Matthias did not use the word Margrave. Master and servant had agreed that even though they conversed in English any word that might alert the guard—who only spoke the local German dialect—as to the content of their conversation, should be substituted for another.

“But as I only rub shoulders with serfs,” Matthias continued, “I couldn’t tell you what that
everything
is. Not one of ’em has ever been in their ruler’s presence or his sister’s, to point out fact. Their personal servants are in a different wing, and keep to themselves. Now if you’ll just lower your chin, sir, I’ll get to work on that stubble.”
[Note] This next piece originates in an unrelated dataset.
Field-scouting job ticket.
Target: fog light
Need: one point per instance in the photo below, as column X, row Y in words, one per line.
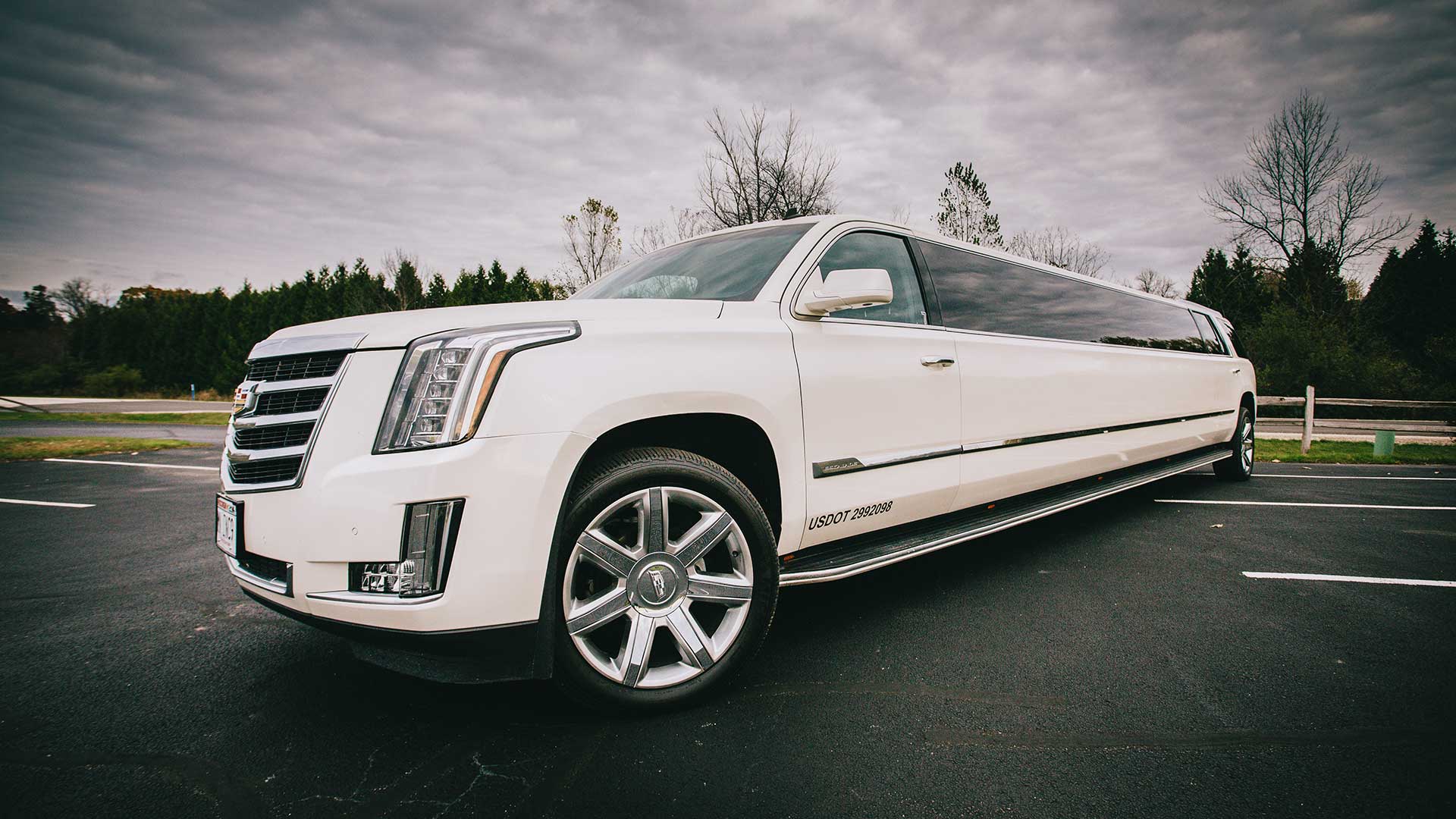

Instead of doing as his valet asked, Sir Cosmo removed the bowl and sat up, leaving Matthias with a bristle brush dripping soap lather onto the floor. The valet’s surprise, then gasp and quick movement to get the lathered brush back to the bowl of soapy water, had the yawning guard standing to attention, suddenly interested in what the fuss was about.
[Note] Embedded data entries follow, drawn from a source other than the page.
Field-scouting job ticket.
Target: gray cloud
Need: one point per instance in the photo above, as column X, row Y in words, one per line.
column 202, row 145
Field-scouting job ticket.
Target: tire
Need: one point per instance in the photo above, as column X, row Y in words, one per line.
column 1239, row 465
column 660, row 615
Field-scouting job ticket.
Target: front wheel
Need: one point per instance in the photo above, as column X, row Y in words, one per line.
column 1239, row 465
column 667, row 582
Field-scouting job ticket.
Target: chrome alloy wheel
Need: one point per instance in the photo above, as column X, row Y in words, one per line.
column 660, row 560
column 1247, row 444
Sir Cosmo shoved the shaving bowl at his valet, snatched the towel from the front of his waistcoat and got up out of the chair.

“No more shaves, Matthias. I have decided to grow a beard!”

Matthias blinked at his master and wondered if imprisonment was finally wearing him thin. After all, while he mingled and talked to people, and roamed most of the servant passages of the palace at will, his master did not. But Matthias was not a thick-head. He realized he was given such freedom to see if he was up to anything untoward for his master, like passing secret notes, or dispatching secret letters, or making contact with secret individuals. All of which he was not. He knew his every move was shadowed by men in the Captain’s pay, paid to report back every word and deed. But Matthias also knew his dear master had no such freedoms, and while he was not mistreated, his master certainly was. Locking him up in a small bedchamber with a view of an inner courtyard many floors below, and with nothing to occupy his mind was tantamount to sticking a monkey in a cage with no mates and nothing to do, not even a branch to swing from! The boredom alone would send any sane creature mad. And this sudden pronouncement was surely proof of that.

Sir Cosmo walked to the window, the guard one step behind, as if he expected his prisoner to squeeze through the small narrow opening and fling himself to his death. Sir Cosmo had certainly lost some fat, but he would need to lose half his height as well to fit through that opening.

“Come sit down, sir,” Matthias coaxed, doing his best to keep his voice neutral so as not to further alarm the guard. “It won’t do to make any grand gestures, not with this lot.”

Sir Cosmo sat on the hard window seat and faced his valet, a quick scowling glance at the guard, who retreated once more to the door now his prisoner was seated.

“Matthias, allow me this one tiny rebellion against my incarceration. I have no say over any aspect of my life, but this—this will suffice to keep my spirits up. I shall cultivate facial hair until such time as I am rescued.” He dared to smile. “If nothing else, it will surely infuriate those who are holding me here. It may even come to the attention of their ruler, and then I may get my wish granted for an audience.”